When I was little, I was informally diagnosed with depression and possible bipolar disorder. As my symptoms grew increasingly more severe, the uncertainty regarding my diagnosis did as well. One day I would seem more schizophrenic, others more obsessive, others more unpredictable and impulsive and on and on. I went through two days of psychological testing to determine my diagnosis, amongst other things. The psychologist reviewing me said she tentatively thought I had bipolar disorder. I was content with that. I began to see a specialist in bipolar disorder. He told me I didn’t have bipolar disorder, which irritated me.
Why did that bother me?
It didn’t bother me because I wanted to be bipolar. It bothered me because I wanted to point at something to explain why I was falling apart. I wanted to know why I was different, to justify that to myself and others. I wanted a label explaining that I did the things I did because they were on this list of symptoms found on WebMD. I had symptoms of everything, and that only frustrated me more and increased my desire to fit into a box. I began to feel like I was an aberration — that everyone else was one or two diagnoses, succinct and exact. Everyone else was a straight line and I was a squiggle.

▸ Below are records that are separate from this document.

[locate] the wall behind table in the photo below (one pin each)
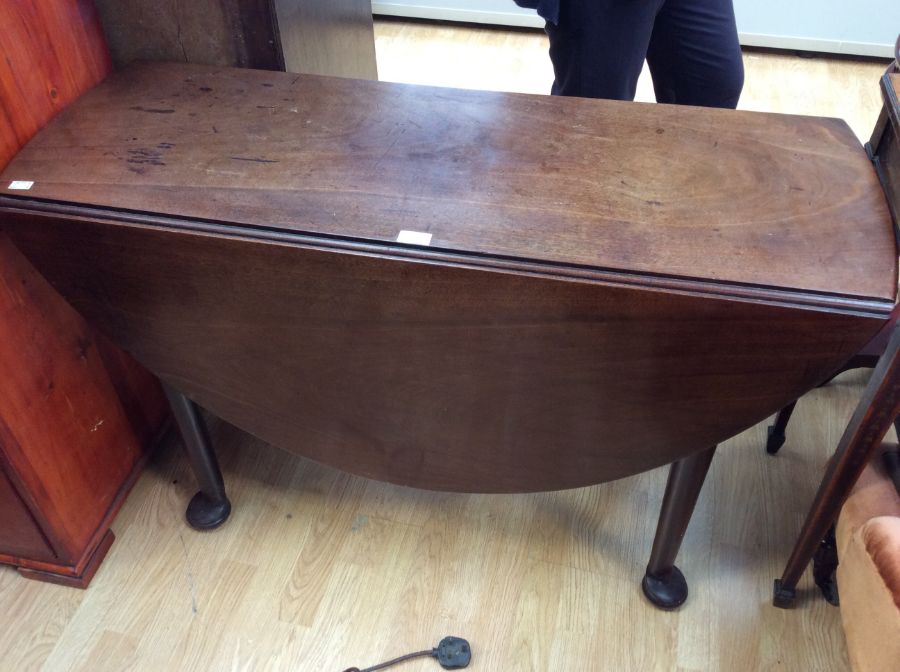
(863, 27)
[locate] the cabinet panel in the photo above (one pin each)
(19, 533)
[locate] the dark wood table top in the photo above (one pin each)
(785, 203)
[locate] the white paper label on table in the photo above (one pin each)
(414, 237)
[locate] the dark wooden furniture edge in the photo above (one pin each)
(80, 574)
(876, 412)
(866, 307)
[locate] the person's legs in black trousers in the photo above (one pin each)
(598, 49)
(694, 54)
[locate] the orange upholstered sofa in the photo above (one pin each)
(868, 576)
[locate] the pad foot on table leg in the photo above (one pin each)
(783, 598)
(206, 513)
(668, 591)
(775, 440)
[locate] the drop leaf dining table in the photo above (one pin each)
(458, 290)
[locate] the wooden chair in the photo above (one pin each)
(880, 404)
(868, 356)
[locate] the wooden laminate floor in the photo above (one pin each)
(317, 570)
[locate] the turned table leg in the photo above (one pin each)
(210, 507)
(664, 584)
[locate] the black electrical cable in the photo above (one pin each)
(381, 666)
(452, 653)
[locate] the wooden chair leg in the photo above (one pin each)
(825, 562)
(876, 411)
(210, 507)
(663, 583)
(776, 435)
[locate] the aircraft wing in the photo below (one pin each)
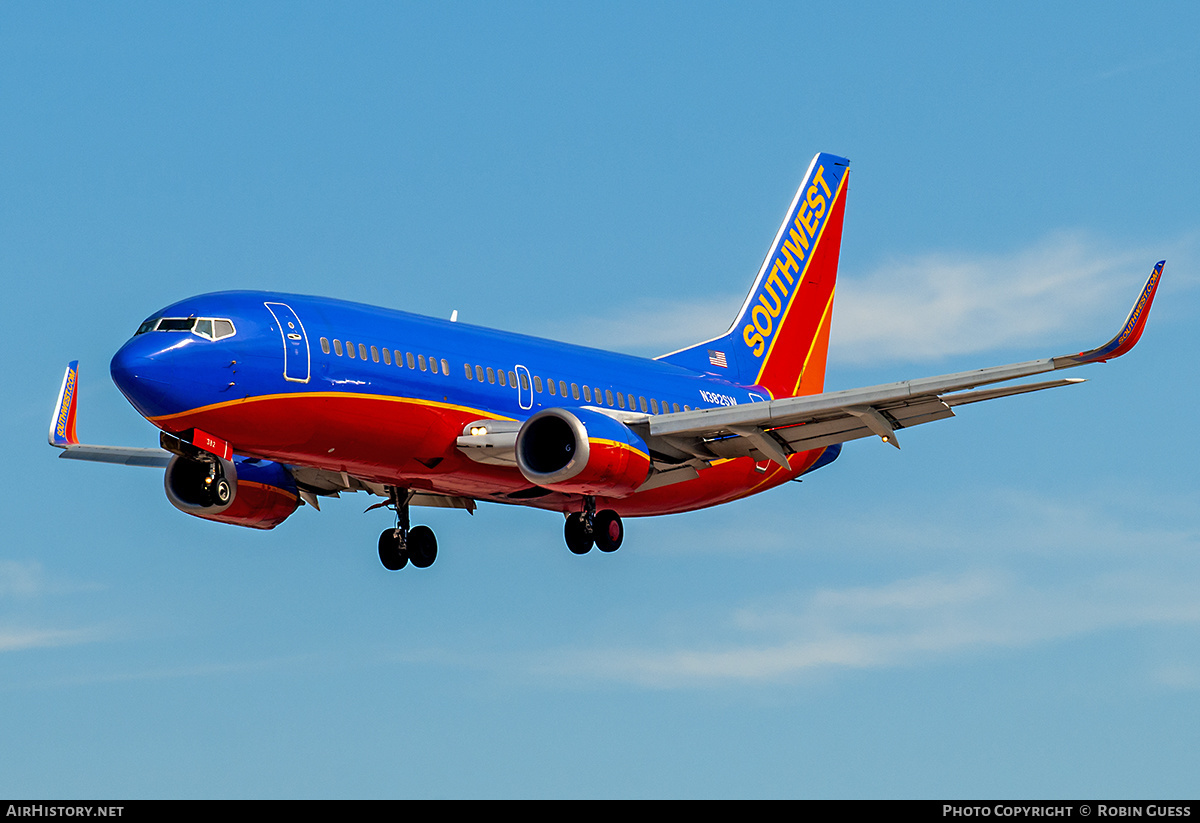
(63, 432)
(772, 430)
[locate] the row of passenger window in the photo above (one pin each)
(559, 389)
(505, 378)
(402, 358)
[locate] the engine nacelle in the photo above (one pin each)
(257, 493)
(579, 451)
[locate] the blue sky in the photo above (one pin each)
(1006, 607)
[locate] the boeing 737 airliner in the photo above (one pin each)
(269, 401)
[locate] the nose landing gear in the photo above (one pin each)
(588, 528)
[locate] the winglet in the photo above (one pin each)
(1129, 332)
(63, 433)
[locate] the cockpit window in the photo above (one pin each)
(205, 326)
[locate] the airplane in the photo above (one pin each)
(267, 402)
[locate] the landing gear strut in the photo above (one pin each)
(588, 528)
(402, 544)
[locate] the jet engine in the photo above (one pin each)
(580, 451)
(246, 491)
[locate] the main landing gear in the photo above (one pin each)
(587, 528)
(402, 545)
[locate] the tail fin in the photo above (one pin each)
(780, 337)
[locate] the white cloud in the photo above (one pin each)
(1132, 578)
(1068, 287)
(16, 638)
(940, 304)
(898, 624)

Every time I wound up in a new provider’s office they would ask my diagnosis. I would babble out a list of symptoms, feeling embarrassed. While later they would say the classification didn’t matter, it felt like it did when they were looking at me and asking me to give a single word to something that was so much more complex than that. After a while in the medical system I learned that diagnoses only serve to inform insurance companies what they are paying for and why and also to help providers get to know you. While I felt (and let me say, still feel) foolish trying to condense my world into a few words, I’ve come to realize that the doctors don’t expect that — they just want a place to start.
I found that once I was finally and accurately diagnosed with both bipolar-type schizoaffective disorder and OCD, it didn’t make much of a difference in my day-to-day life. My brain hadn’t changed — it was still just as complex. It was still a squiggle, though I felt like less of an oddity. As far as dealing with other people, I found that the stigma stayed thick and the disorder stayed unclear to them; they don’t really know what diagnoses mean anyway. I’m trying to change that and create greater understanding, but until we get there, it helps to know that perception of my diagnoses has nothing to do with me and much more to do with societal fear and ignorance. I often say I hope someday I can say my diagnosis out loud without worrying about making people scared or uncomfortable. More than that, I hope someday someone with my symptoms could look at all the possible labels and not feel the need to narrow it down for their own and others’ consumption.